Here’s how it can be relevant:
Justifying the Problem: Your project addresses the long-term effects of trauma on children due to the opioid crisis. This article provides strong empirical evidence, demonstrating a clear association between Adverse Childhood Experiences (ACEs)—which are a form of childhood trauma—and specific, severe opioid use milestones in adulthood (earlier initiation, injection drug use, and overdose). This connection powerfully underscores why mitigating these early traumas is critical, as it directly impacts the future vulnerability to substance use disorders.
Understanding the Impact of Trauma (ACEs): The article deeply explores ACEs as a quantifiable measure of childhood adversity. It explains that higher ACE exposure is associated with poorer outcomes related to opioid use. This can inform the educational component of your program by providing caregivers with a robust, evidence-based understanding of the profound and lasting effects of the trauma their children have experienced.

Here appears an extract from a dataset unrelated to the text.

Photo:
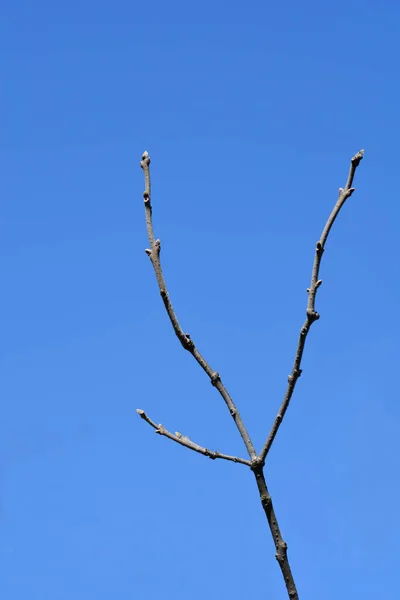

Context of the Opioid Crisis: The article is explicitly set within the context of opioid use disorder, aligning perfectly with the focus of your project on children separated from parents due to the opioid crisis. It helps highlight the intergenerational cycle of trauma and addiction.
Identifying High-Risk Individuals: The article's conclusion that "ACE screening could help identify high-risk subgroups" for severe opioid-related outcomes indirectly supports the need for early intervention and support for children, as they are a population likely to have experienced high ACEs. Your program for caregivers can be seen as an essential part of such early intervention.
While this article doesn't give you a blueprint for a caregiver educational program or support group, it provides the significant empirical and conceptual background necessary to strengthen the rationale and understanding behind your intervention.